In Arizona, breeding trogons tend to nest in the cavities of big trees like sycamores that grow in riparian zones, which have streams or rivers. Fortunately, the next day, the water was flowing in Cave Creek Canyon, just a few miles beyond the ranch where I joined a loose confederation of birders on a three-hour trek along the road and the South Fork Trail that continues along the creek.

Ears trained for the trogon, we delighted in flamboyant warblers and a family of grosbeaks bathing in a rock pool. At an inviting swimming hole known as “The Bathtub,” I heard something between a bark, a gobble and a chortle, possibly a trogon, but I never saw it.

“He likes to hang out there,” Abbott confirmed that afternoon as she drove me to the top of the Chiricahuas on a tour that took in campgrounds where visitors erected their own hummingbird feeders, and the Southwestern Research Station, a wilderness campus managed by the American Museum of Natural History in New York City, where scientists have conducted long-term studies on Mexican jay breeding, hummingbird physiology and the social behavior of ants.

As we climbed to 8,500 feet, we left grasslands for oak-and-pine forests and Douglas fir stands, catching red-faced and yellow-rumped warblers amid alligator junipers with coarse, block-­patterned bark, and olive and Grace’s warblers near a meadow of lupine and iris.

“They say it’s like driving from Mexico to Canada in an hour,” she said.

Patience is key

Birding is a patient practice. You can put yourself in the path of migration and still miss sightings through inattention or impatience or, in my case, a fitness fanatic’s stride. As a Cave Creek birder from Austin, Texas, put it, “Hiking and birding are incompatible. Birders are always stopping.”
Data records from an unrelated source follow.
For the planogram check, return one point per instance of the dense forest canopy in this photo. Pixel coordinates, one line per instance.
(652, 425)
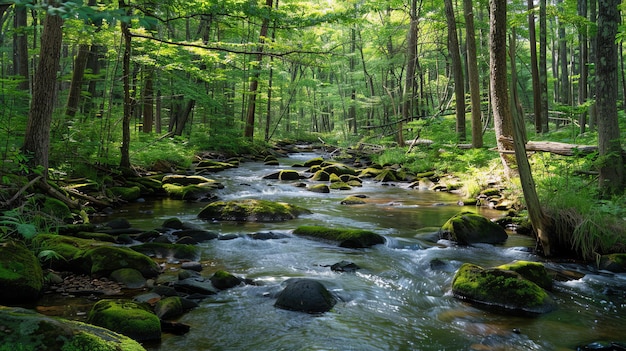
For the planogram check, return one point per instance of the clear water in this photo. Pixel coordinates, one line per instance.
(395, 302)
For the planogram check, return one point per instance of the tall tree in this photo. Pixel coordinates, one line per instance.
(472, 75)
(37, 138)
(457, 70)
(534, 69)
(609, 145)
(501, 111)
(254, 80)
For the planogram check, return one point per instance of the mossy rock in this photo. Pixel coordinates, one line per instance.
(21, 277)
(251, 210)
(615, 263)
(305, 295)
(130, 193)
(340, 186)
(501, 290)
(127, 318)
(24, 329)
(316, 161)
(468, 228)
(319, 188)
(166, 250)
(224, 280)
(533, 271)
(106, 259)
(352, 200)
(288, 174)
(321, 176)
(350, 238)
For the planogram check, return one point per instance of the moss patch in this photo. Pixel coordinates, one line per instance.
(352, 238)
(500, 289)
(250, 210)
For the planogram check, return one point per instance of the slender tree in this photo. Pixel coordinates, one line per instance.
(457, 70)
(37, 138)
(609, 145)
(472, 74)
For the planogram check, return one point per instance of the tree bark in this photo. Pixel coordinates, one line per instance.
(457, 71)
(609, 146)
(37, 138)
(499, 96)
(472, 74)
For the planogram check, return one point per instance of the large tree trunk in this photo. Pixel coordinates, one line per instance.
(125, 148)
(611, 165)
(472, 74)
(37, 138)
(457, 71)
(500, 105)
(254, 82)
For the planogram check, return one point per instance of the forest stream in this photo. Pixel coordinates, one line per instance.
(400, 297)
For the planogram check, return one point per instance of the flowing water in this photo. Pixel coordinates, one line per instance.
(398, 300)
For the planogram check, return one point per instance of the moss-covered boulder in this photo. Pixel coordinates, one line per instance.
(350, 238)
(127, 318)
(468, 228)
(224, 280)
(21, 278)
(614, 262)
(24, 329)
(534, 271)
(126, 193)
(305, 295)
(104, 260)
(319, 188)
(251, 210)
(501, 290)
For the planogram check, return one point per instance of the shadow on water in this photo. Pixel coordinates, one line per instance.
(399, 299)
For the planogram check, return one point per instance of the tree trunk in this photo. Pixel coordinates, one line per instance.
(125, 148)
(502, 119)
(543, 64)
(254, 81)
(457, 70)
(534, 69)
(37, 138)
(472, 74)
(501, 112)
(80, 64)
(609, 146)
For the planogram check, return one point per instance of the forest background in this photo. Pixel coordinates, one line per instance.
(98, 85)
What I needed was a guide to set the appropriate pace, which I found in Chris Harbard. A native of England, Chris worked for 24 years for the Royal Society for the Protection of Birds before moving to the United States and settling, in 2016, in the Huachuca Mountains, roughly between the Santa Ritas and Chiricahuas, where he writes about birds between lecturing gigs on expedition cruise ships.

He and his wife, Mari Cea, run the Southwest Wings birding festival in May and August — the latter is high season for hummingbirds — with lectures and tours. They also rent a spacious Airbnb casita behind their home in Hereford in a very birdy yard; Chris’ list of yard sightings is over 150 species. Proving that the thrill never fades, we all got quiet when the elusive Montezuma quail, a rotund, charismatic bird with facial racing stripes and polka-dot sides, emerged from the tall grass just before sunset.

The next morning, I followed Chris to Ramsey Canyon Preserve, a site managed by the Nature Conservancy ($8), and my last hope for a trogon.

From a distance, the scrubby slopes of the Huachucas look barren, but they harbor astonishingly life-filled, creek-cut folds, including Ramsey Canyon, shaded by towering white-barked sycamores. Following his meditative pace, we watched painted redstarts flitting from tree to tree and spied a velvety red hepatic tanager singing for a mate until Chris, possessed of the bionic ears that distinguish the best birding guides, caught a barking sound.

“Trogon,” he whispered, pointing down the creek.

Just a few minutes after backtracking and intensely scanning the canopy, we found him, just 10 feet above, his red breast, white collar and striped tail feather impeccable, teaching me the difference between bird-watching and simply looking.

“If you look closely,” Chris said, “he has incredibly long eyelashes.”